I wasn’t going to write about the Orlando massacre. I’m not from Orlando. Never been to Pulse. As far as I know, no one I know was killed or injured in Orlando yesterday. I’m not gay, bisexual, or trans. I have no fresh perspective or insight. But I’ve been pretty silent lately. Because silence pulls.
It was easy to be an outspoken ally in college. To speak up about university policies affecting the LGBTQ community, follow courses on queer theory, attend meetings of our LGBTQ/Ally campus organization somewhat regularly, and — more regularly — parties and performances by my queer friends.
But out in the big world, it’s not always easy to say things. And nowhere near as satisfying. In fact, it can be easier to bite one’s tongue than move it.
One time, I was so happy to find a sweet mommy friend here that I said nothing when her husband looked at two men holding hands and asserted, “We don’t have such people in our country.” I blushed in shame, but I didn’t say a word.

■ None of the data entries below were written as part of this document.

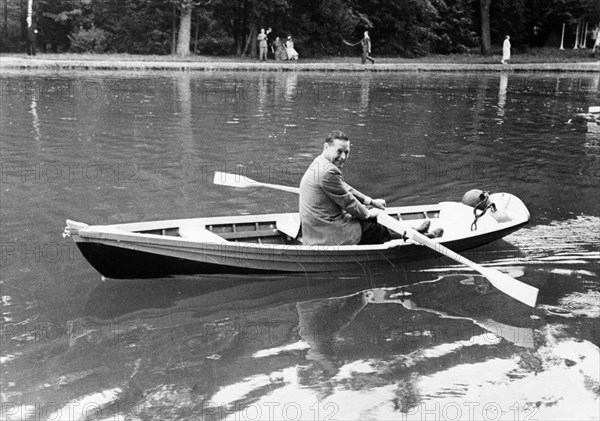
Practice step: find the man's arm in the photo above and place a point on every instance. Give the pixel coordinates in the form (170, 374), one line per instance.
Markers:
(364, 199)
(337, 190)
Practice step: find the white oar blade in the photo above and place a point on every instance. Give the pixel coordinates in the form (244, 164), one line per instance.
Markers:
(516, 289)
(510, 286)
(232, 180)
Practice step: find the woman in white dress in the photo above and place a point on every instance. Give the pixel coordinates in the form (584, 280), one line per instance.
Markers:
(506, 50)
(289, 48)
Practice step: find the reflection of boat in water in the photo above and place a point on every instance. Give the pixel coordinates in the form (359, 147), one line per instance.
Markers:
(262, 244)
(228, 348)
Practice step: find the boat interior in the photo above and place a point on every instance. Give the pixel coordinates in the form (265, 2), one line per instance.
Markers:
(280, 229)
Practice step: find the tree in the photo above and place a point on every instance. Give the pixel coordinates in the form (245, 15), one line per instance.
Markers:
(486, 41)
(185, 28)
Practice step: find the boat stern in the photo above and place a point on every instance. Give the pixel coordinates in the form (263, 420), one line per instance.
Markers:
(73, 228)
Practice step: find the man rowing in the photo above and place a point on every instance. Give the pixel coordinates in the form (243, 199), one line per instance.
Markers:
(334, 213)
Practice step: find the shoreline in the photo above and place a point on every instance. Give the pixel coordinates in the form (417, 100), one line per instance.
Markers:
(58, 64)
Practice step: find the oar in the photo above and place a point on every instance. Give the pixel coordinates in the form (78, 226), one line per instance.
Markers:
(240, 181)
(516, 289)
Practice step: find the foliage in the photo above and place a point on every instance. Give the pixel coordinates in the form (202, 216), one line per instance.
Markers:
(405, 28)
(93, 40)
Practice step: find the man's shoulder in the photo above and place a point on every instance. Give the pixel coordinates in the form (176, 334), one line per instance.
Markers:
(323, 164)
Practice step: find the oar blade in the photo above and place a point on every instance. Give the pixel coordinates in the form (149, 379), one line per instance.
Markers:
(509, 285)
(232, 180)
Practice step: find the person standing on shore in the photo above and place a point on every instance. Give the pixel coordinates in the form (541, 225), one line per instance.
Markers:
(292, 54)
(506, 50)
(263, 44)
(366, 44)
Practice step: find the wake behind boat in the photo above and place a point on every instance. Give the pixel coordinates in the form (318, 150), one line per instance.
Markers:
(272, 243)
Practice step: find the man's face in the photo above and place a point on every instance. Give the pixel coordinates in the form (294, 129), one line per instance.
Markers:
(337, 152)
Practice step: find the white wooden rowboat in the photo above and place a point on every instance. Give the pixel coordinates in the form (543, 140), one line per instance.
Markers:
(264, 243)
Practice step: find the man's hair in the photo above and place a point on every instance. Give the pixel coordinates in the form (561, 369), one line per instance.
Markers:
(336, 134)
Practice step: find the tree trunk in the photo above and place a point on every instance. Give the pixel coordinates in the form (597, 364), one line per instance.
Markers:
(486, 43)
(185, 30)
(173, 30)
(5, 26)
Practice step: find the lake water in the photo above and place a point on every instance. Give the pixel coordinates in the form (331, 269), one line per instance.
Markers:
(427, 341)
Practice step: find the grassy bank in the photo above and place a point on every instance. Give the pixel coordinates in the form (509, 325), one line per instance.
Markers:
(532, 60)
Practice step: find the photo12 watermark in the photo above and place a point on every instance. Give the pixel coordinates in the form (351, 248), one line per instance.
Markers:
(69, 91)
(68, 172)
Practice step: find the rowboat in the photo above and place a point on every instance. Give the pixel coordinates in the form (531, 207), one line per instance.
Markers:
(272, 243)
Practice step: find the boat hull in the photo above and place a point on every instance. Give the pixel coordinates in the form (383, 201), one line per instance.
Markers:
(137, 251)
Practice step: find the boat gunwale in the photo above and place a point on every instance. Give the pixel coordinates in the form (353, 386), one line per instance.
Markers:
(109, 234)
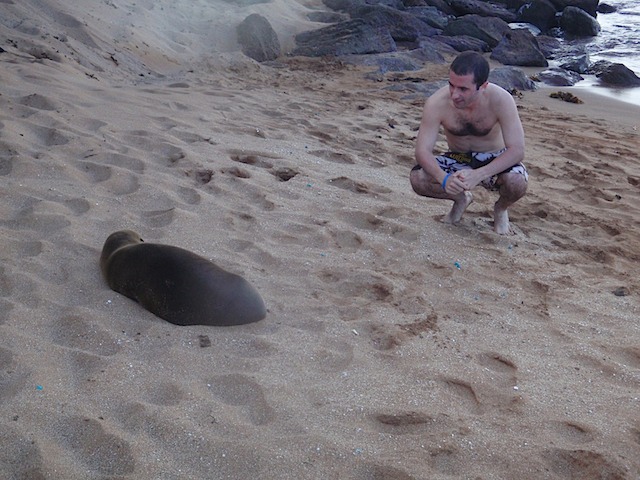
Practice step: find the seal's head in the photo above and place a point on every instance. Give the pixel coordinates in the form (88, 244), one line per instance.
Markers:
(115, 241)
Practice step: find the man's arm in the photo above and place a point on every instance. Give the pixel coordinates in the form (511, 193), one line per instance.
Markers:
(427, 138)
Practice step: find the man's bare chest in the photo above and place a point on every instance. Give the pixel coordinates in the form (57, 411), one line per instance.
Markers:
(469, 125)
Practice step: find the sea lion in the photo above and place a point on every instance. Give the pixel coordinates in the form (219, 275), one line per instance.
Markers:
(177, 285)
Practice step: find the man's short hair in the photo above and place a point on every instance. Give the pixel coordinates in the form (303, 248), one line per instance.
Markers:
(471, 63)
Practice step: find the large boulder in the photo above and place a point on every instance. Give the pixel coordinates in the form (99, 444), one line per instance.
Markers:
(482, 8)
(541, 13)
(577, 63)
(511, 78)
(345, 38)
(463, 43)
(589, 6)
(559, 77)
(488, 29)
(258, 39)
(402, 26)
(615, 74)
(575, 22)
(430, 15)
(519, 47)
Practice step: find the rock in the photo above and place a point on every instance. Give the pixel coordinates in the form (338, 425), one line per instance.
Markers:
(402, 26)
(621, 292)
(244, 3)
(606, 8)
(575, 22)
(488, 29)
(578, 64)
(519, 47)
(258, 39)
(481, 8)
(541, 13)
(462, 43)
(441, 5)
(589, 6)
(437, 46)
(430, 15)
(559, 77)
(511, 78)
(327, 17)
(566, 97)
(344, 38)
(387, 62)
(614, 74)
(548, 45)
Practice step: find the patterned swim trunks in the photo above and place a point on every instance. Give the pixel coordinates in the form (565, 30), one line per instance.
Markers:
(453, 161)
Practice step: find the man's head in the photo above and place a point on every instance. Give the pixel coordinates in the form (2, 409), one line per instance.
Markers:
(471, 63)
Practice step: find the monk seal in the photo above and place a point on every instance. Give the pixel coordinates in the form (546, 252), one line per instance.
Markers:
(177, 285)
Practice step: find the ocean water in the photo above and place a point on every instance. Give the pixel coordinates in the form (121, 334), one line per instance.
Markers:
(619, 42)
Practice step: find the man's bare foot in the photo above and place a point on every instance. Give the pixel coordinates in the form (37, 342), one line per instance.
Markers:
(501, 222)
(459, 206)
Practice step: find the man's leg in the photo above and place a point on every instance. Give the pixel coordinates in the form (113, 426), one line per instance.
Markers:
(512, 187)
(428, 187)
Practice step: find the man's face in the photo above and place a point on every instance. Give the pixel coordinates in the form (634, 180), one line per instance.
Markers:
(462, 90)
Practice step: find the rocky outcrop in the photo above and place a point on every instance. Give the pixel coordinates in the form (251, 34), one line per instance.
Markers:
(559, 77)
(488, 29)
(402, 26)
(258, 38)
(345, 38)
(519, 47)
(541, 13)
(615, 74)
(575, 22)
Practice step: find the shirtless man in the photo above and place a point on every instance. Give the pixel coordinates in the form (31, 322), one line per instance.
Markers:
(485, 138)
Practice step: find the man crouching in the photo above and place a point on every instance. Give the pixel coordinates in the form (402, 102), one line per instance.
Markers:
(485, 140)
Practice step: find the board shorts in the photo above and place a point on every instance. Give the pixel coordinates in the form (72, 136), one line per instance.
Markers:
(451, 162)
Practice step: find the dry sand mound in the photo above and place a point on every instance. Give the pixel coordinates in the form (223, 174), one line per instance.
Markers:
(395, 347)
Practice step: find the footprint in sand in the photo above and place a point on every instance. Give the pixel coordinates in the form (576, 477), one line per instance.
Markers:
(100, 451)
(242, 391)
(20, 457)
(73, 331)
(583, 464)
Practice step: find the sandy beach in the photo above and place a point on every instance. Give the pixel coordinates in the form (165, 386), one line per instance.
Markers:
(395, 346)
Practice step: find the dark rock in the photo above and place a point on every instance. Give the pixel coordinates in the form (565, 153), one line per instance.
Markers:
(435, 45)
(511, 78)
(402, 26)
(258, 39)
(350, 5)
(541, 13)
(441, 5)
(487, 29)
(327, 17)
(519, 47)
(575, 22)
(589, 6)
(614, 74)
(462, 43)
(559, 77)
(621, 292)
(243, 3)
(484, 9)
(578, 64)
(430, 15)
(344, 38)
(387, 62)
(548, 45)
(606, 8)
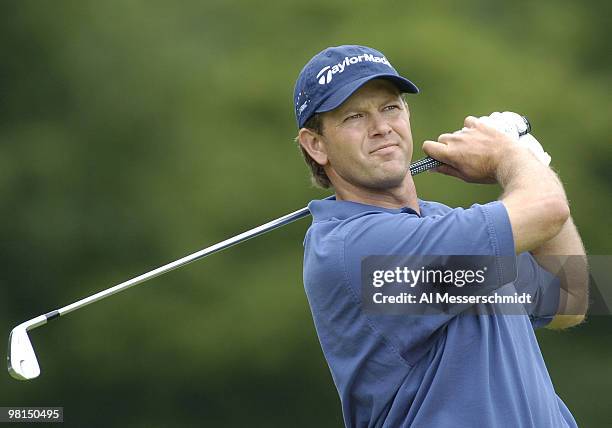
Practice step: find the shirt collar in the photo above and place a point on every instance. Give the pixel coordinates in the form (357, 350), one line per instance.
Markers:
(326, 209)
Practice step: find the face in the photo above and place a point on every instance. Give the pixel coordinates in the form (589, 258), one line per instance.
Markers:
(367, 141)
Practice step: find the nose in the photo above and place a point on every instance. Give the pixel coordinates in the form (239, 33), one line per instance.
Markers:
(379, 126)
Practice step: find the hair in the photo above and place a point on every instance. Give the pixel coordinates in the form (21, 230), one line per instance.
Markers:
(318, 177)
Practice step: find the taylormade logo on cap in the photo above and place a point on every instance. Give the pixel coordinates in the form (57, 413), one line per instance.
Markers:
(332, 75)
(327, 73)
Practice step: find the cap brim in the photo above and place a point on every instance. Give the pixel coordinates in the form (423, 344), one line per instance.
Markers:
(342, 93)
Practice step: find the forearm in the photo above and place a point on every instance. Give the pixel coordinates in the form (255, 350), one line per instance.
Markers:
(564, 256)
(534, 198)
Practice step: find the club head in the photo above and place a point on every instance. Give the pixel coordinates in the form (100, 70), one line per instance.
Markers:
(22, 362)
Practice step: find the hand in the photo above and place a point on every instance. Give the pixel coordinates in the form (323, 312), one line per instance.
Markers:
(511, 124)
(473, 154)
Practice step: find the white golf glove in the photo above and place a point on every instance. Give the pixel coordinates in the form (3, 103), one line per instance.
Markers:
(511, 124)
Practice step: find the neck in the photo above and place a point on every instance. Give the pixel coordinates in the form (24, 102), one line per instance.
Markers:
(401, 196)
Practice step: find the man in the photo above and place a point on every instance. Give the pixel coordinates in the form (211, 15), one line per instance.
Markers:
(428, 371)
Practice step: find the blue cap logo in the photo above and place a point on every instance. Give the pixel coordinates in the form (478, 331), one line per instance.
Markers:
(332, 76)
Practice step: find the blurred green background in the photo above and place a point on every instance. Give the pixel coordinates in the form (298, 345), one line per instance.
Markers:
(133, 133)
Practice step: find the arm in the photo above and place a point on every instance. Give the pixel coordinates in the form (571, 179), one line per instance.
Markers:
(532, 194)
(534, 198)
(572, 272)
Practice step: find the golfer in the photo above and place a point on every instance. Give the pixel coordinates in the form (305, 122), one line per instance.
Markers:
(428, 371)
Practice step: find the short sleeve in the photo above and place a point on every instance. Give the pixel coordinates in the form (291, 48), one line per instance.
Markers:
(479, 230)
(543, 286)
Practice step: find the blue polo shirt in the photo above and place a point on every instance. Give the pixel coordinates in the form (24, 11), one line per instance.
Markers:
(435, 370)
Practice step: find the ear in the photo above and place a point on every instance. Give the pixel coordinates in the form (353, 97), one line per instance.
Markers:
(313, 144)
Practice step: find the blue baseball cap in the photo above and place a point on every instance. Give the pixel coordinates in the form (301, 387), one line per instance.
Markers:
(332, 75)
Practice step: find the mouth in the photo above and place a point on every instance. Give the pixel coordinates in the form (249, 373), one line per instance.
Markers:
(385, 148)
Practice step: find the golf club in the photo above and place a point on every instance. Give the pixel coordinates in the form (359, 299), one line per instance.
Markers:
(22, 362)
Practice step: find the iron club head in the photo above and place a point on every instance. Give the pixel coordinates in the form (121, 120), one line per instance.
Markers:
(22, 362)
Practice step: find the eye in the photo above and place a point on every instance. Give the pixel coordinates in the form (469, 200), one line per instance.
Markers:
(392, 107)
(353, 116)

There have been other failures: moments when I didn’t engage. Not major transgressions, I guess. My friends know I support them. I even publicly express my support, if mostly on Facebook. And still, while reading this essay, I came across the following words and felt a pang of conscience:
I (also) blame all those who stand in silence as LGBTQ people are attacked, abused, murdered, and denied our human rights, because they do not think it is their problem or because they are embarrassed to speak up for us.
I felt a pang of conscience because I realized that, to call myself an ally, I have to be willing to engage.
The LGBTQ community is vast, beautiful, and multifaceted. It’s impossible to generalize. Still, I have noticed that this community seems less likely than most to be satisfied with our “thoughts and prayers” alone.
Hate terrifies. It ends lives, erodes our will, devastates our communities. But hate has no heart, and is therefore a dead thing. I don’t want to let a dead thing silence, muffle, or distort my voice anymore.
Love is the correct response to hate. It’s no platitude. As a mother, as a lover, as a human, I know that it’s our strongest rampart and our sharpest sword. A single kiss can cut hate to the core.
I have no obligation to be polite or pleasant toward views that might feed hateful actions. I don’t want to be silent, because silence colludes with violence. We have many discussions to have in the wake of this tragedy: regarding guns, religion, political rhetoric. But, in our day-to-day, we also need to defend each other, for our family, friends, and neighbors. Matter-of-factly, without hesitation and without embarrassment.
Love remains our source and our strength.
Let’s love harder, louder. Let’s voice our support. Especially when it feels easier to stay quiet. Because hate is everyone’s problem.